Le but : retrouver le niveau de croissance de 2012 ou 2013, avec environ 9 000 emplois mobilisés et un chiffre d'affaires de 2 milliards d'euros (pour 1,45 milliard en 2015). La fédération vise un doublement des effectifs (12 000 emplois) fin 2017 et 3 000 personnes à former d'ici 2020. À cette date, l'organisation table sur 10 000 créations d'emplois, soit autant de personnes à former. « Nous allons doubler le nombre d'emplois directs sur les réseaux publics d'ici deux ans » tonne encore Dugas.

L'optimisme est aussi affiché du côté de Bercy. « On a eu un hiver, pas mal de moments difficiles avec des nuages sombres. On est maintenant dans une phase printanière, on commence à récolter les labours qu'on a engagés ensemble ces dernières années. Néanmoins, attention, un printemps n'exclut pas quelques giboulées et il va falloir qu'on reste vigilants, parce que le chemin est encore long » affirme ainsi Antoine Darodes, qui rappelle que les RIP sont des « projets risqués » avec « un défi d'exécution ».

La question se pose notamment pour les réseaux radio. « Il va falloir qu'on industrialise les déploiements, notamment aériens, dans les zones rurales » déclare encore le directeur de l'Agence du numérique, pour qui « il y a des marges de progression » sur les processus de construction des réseaux hertziens. La question est aussi vive du côté de la FIRIP, qui poussera encore pour l'usage des réseaux radio pour les réseaux fixes.

Antoine Darodes Agence numérique
Antoine Darodes, directeur de l'Agence du numérique - Crédits : Guénaël Pépin (licence : CC by SA 2.0)

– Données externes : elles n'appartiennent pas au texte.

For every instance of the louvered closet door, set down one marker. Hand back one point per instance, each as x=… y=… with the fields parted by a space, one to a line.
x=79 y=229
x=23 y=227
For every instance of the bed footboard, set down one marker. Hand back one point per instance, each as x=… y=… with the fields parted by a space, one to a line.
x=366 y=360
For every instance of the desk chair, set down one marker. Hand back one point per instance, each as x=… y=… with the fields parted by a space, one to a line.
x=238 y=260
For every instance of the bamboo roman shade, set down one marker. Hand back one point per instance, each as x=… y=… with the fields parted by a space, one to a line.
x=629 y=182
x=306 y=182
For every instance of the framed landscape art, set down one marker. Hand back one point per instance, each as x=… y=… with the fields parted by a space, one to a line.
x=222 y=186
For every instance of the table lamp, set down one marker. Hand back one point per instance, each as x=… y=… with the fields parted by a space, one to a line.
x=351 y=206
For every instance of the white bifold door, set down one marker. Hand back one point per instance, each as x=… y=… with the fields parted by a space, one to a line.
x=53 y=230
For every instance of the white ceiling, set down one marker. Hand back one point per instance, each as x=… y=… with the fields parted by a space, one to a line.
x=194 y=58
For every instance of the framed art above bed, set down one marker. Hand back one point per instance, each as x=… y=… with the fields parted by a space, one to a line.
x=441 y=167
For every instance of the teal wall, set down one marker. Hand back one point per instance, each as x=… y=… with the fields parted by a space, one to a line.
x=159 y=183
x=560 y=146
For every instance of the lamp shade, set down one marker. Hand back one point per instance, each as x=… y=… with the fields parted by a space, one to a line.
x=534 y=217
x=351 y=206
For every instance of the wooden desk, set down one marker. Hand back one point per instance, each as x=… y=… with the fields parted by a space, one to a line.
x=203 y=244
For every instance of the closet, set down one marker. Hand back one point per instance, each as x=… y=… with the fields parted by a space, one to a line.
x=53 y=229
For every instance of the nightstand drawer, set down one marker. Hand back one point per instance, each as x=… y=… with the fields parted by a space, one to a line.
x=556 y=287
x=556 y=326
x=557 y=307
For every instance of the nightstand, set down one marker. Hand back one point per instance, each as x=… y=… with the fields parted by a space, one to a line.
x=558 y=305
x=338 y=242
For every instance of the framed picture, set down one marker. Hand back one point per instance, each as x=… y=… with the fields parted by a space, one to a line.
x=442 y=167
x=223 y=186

Des financements publics à pérenniser

Pour la fédération, plusieurs points doivent ainsi être réglés pour une bonne année 2016. Le « risque bruxellois » d'un refus du plan France THD par l'Europe doit ainsi être levé. Cette épée de Damoclès pèse toujours sur les réseaux publics et sur les subventions de l'État, qui doivent être pérennisées.

Car l'une des principales questions sur le plan THD, aujourd'hui, est celle de son financement. Le gouvernement promet 3,5 milliards d'euros à investir dans les réseaux publics, dont 900 millions sont assurés via le Fonds national pour la société numérique (FSN). Les 2,5 milliards d'euros restants sont encore à trouver. « On n'en a décaissé que 38 millions. Sur 900 millions ! Cela doit s'accélérer. Antoine Darodes nous dit 150 à 180 millions de décaissés d'ici la fin de l'année. Cela laisse encore de la marge jusqu'en 2017. Qu'est-ce qui se passe en 2017 ? » s'inquiète le président de la FIRIP.

La formation est aussi une question importante. Le secteur manque de main d'œuvre et certaines entreprises en viennent à se prendre des employés les unes aux autres pour pallier le manque de personnes qualifiées. « L'offre de formation est très insuffisante » selon les entreprises avec lesquelles l'IDATE a discuté.

Selon l'institut, 47 plateformes régionales de formation aux métiers du THD sont nécessaires. « On en est encore très loin » affirme-t-il, malgré quelques initiatives. Le sujet serait moins grave qu'il n'en a l'air, tente de rassurer la FIRIP, qui rappelle que les entreprises du secteur « ont toutes en interne des centres de formation ».

Dernière question, celle de l'export. Les entreprises du secteur sont à une large majorité françaises, et travaillent dans le pays. Pour la Caisse des dépôts et la FIRIP, il faut accélérer la vente à l'étranger de ce savoir-faire, notamment en matière de collaborations public-privé. La filière commence ainsi à s'exporter en Afrique, par exemple à Casablanca ou au Burkina Faso. Une stratégie qui doit encore s'accélérer dans les prochaines années.